Perhaps I should preface this by saying that this is rather candid. After 17 months of breastfeeding one VERY LARGE infant/young toddler – Jack’s ranged in the 90th-97th percentile since, basically, birth – I have little modesty left when it comes to that particular part of my anatomy. More people on both coasts have at one time or another seen my breasts than I’d ever imagined possible (and in Britain and Denmark, as well, although breastfeeding is viewed as something that is both completely natural and healthy in both of those countries). And through New Mommy exhaustion and just the simple need to feed my son, one becomes used to it. Actually, I know the precise moment when any vestiges of sheepish modesty left me: It was when I sat down at the North Station ‘T’ stop in Boston during one morning’s rush hour to feed Jack, when he was about 3 months old. The trains stopped, the doors opened and WHOOSH!… it was like Moses parting the Red Sea, and every businessperson in Massachusetts seemed to arrive to take a peek. Hey, just feeding my kid here. Move along…
Once something like that happens, you never look back.
So Jack and I were in the checkout line of our local grocery store. He was in the cart – not an easy thing to do, to squash a large 4-year-old into that tiny little seat, but sometimes, it’s just easier – when Jack noticed a woman near us in the next line who had, shall we say, a fairly generous physical endowment. He kept looking over at her, and then grinning at me – back and forth. I wasn’t sure just what to make of it and at that moment just chalked it up to a preschooler’s penchant for living only “in the moment.”
Boy, was I ever wrong.
He kept glancing to and fro’, and then… he started in on giggling. He kept giggling and giggling. I caught on to that, poked and tickled him – Oh! isn’t it fun to have a 4-year-old… - and asked him just what it was he was giggling about, and then…
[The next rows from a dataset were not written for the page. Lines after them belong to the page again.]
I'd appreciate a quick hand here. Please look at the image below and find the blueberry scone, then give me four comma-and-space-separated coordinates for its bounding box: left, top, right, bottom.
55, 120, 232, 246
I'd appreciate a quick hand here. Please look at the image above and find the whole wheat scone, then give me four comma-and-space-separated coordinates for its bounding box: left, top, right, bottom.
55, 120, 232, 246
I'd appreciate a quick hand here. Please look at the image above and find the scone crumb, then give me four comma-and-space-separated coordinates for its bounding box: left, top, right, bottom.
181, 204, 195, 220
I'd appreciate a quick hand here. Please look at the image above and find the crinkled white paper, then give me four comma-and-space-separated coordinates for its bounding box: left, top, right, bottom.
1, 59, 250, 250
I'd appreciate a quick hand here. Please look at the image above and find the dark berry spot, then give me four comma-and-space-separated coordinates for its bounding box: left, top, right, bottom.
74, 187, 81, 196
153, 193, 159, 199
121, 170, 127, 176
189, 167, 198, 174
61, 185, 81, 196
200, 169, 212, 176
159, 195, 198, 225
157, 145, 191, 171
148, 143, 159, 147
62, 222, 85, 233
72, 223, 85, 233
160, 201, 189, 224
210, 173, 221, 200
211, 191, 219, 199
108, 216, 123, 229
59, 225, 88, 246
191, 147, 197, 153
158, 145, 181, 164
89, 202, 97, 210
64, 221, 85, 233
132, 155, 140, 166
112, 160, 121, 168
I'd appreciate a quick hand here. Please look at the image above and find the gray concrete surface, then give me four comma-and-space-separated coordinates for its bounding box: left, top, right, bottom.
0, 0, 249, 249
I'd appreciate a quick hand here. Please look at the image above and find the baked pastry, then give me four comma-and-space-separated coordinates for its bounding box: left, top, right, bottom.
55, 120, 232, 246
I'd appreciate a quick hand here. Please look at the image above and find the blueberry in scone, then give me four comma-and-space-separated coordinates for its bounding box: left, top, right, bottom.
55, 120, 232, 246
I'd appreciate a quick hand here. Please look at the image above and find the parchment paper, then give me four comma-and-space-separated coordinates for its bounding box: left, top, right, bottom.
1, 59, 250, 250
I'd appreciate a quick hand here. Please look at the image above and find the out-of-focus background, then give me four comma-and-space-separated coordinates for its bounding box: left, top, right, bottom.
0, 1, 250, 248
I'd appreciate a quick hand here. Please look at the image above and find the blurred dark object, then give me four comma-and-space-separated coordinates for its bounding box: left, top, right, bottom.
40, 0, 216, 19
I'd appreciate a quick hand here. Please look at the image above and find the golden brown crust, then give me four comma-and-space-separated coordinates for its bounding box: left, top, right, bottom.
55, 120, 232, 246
(Now, you must understand: Jack has an expressive speech disorder called Apraxia of Speech. He has been in weekly speech therapy since he turned two and is in early education classes based only on that particular “deficit” – a wonderful experience for him, IMO. Jack loves school, and the teachers and kids he meets there are just terrific. Still, during the past few months he has made a developmental leap and his speech has VASTLY improved. But I’m still getting used to Jack actually talking, as opposed to making gestures, using ASL, or otherwise making mostly sounds that only a few of us would really understand.)
… Jack looked over at Ms. WonderChest and virtually shouted, in a clear-as-a-bell voice, “Mom! BOOBIE!!!“… at which point he proceeded to – simultaneously, mind you – point at the woman with his right hand while flinging my shirt up with his left, pointing and poking me in the chest as well.
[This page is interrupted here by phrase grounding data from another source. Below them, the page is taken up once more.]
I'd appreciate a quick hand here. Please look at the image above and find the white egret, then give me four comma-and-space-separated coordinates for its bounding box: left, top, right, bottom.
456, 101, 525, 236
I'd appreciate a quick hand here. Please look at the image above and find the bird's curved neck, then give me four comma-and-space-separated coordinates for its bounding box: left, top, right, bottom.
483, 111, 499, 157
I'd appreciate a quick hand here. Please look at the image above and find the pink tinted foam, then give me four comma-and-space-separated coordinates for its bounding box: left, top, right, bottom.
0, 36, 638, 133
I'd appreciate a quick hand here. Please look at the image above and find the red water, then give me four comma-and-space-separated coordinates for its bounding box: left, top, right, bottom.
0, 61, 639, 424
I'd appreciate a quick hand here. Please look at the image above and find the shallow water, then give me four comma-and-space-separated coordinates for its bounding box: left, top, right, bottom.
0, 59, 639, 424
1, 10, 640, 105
That is where the searched-for but alas, never found large rock would’ve come in handy. I think I sorta smiled at the woman, I’m not quite sure. I just had to deal with my own moment and try to get Jack to not lift my shirt up and over my head entirely and fling it clear across the checkout stands like a quarterback making a Hail Mary pass.
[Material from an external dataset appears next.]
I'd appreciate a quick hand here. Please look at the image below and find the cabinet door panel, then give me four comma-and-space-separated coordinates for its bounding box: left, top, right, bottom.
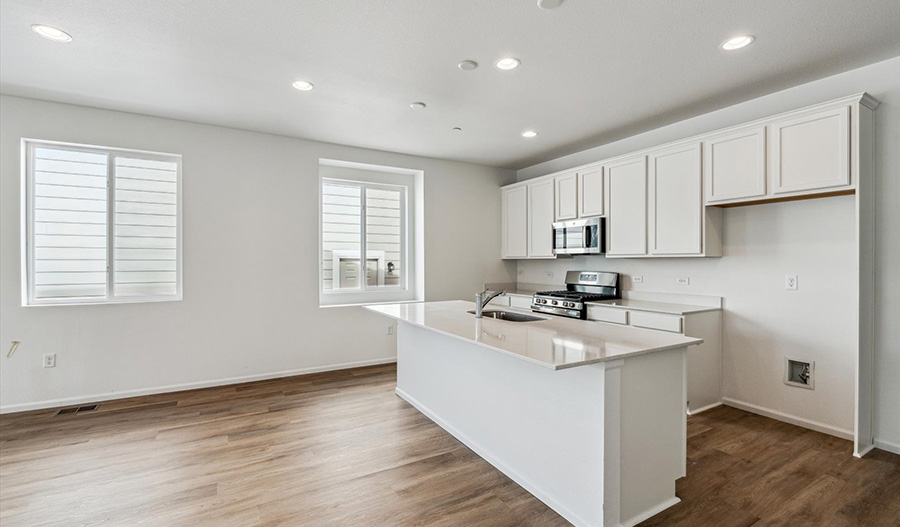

Just where did he learn ‘boobie’? I don’t know. Where do they learn any of these things?! I do know that he is, for the moment, also in love with the word ‘poop’ (although we’ve now become of one mind as to how that is NOT an appropriate word to use at school or daycare, thank you), and now believes the penis to be the grandest thing in the world.
In other words, he’s a perfectly healthy boy.
But to any and all future girlfriends of Jack’s, please let me say this: Forgive me – I knew not what I was creating.